Tumbuh Subur Lagi setelah Ditanam Para Sahabat Bung Karno

By

Ende, Soekarno, Pancasila, dan Pohon Sukun Penerus

Pohon sukun tempat Soekarno duduk, menghadap pantai, sembari merenungkan nilai-nilai Pancasila sudah berganti pohon sukun berbatang lima. Nocent W. Doi yang mengumpulkan cerita dan bukti terkait dengan Soekarno selama berada di Ende menuturkannya dalam perayaan hari ini yang dihadiri Presiden Jokowi.

FERLYNDA PUTRI, Jakarta

TINGGI pohon sukun itu sekitar 10 meter. Daunnya cukup banyak. Dan, di sekitarnya, tak ada pohon sejenis lain.

”Jika duduk di bawahnya, menghadap laut itu enak sekali,” kata Nocent W. Doi, staf Dinas Pariwisata Kabupaten Ende, Nusa Tenggara Timur (NTT), saat dihubungi Jawa Pos Senin (30/5).

Tepat di titik lokasi yang sama, Soekarno pernah menyebut, ”Di bawah pohon sukun ini kurenungkan nilai-nilai luhur Pancasila.” Itulah yang disampaikan Soekarno dalam pidato yang berapi-api di hadapan ribuan warga Ende yang memadati Lapangan Pancasila saat kembali untuk kali pertama ke kabupaten di Pulau Flores tersebut. Persisnya 12 tahun setelah meninggalkan Ende setelah empat tahun tinggal di sana sebagai interniran alias tahanan politik pemerintah kolonial Belanda.

Dalam kesempatan itu, menurut Nocent, Soekarno juga berpesan untuk menjaga pohon sukun tersebut.
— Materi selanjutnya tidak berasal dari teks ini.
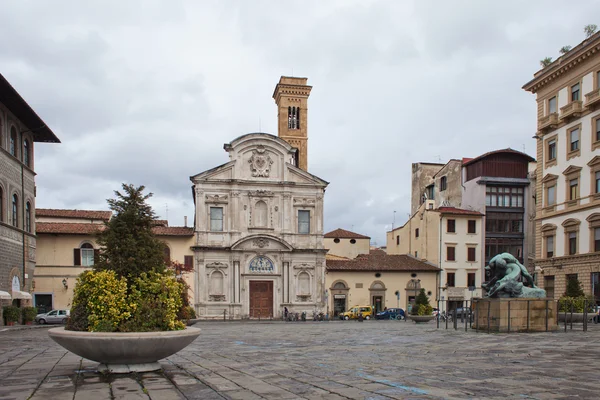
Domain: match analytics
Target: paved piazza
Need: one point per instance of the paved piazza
(320, 360)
Jika suatu saat pohon itu mati, dia minta ditanam pohon yang baru. Pada 1972, tanpa diketahui sebab pastinya, pohon sukun itu mati. Penduduk pun memenuhi wasiat sang proklamator kemerdekaan. Ditanamlah satu pohon sukun. Namun, pohon itu mati lagi. Tak bertahan lama.

”Ketika masa kepemimpinan Bupati H.J. Gadi Djou, beliau meminta sahabat-sahabat Bung Karno di Ende untuk menanam kembali pohon sukun baru. Peristiwa penanaman kembali pohon sukun baru itu terjadi pada 17 Agustus 1980. Dan, pohon sukun tersebut tumbuh subur hingga saat ini,” jelasnya.

Nocent yang merupakan mantan wartawan sudah mengumpulkan cerita dan bukti sejarah Soekarno di Ende. Dia mewawancarari satu per satu sahabat atau keluarganya selama si Bung Besar tinggal di kota yang pernah disebutnya bak berada di ujung dunia itu.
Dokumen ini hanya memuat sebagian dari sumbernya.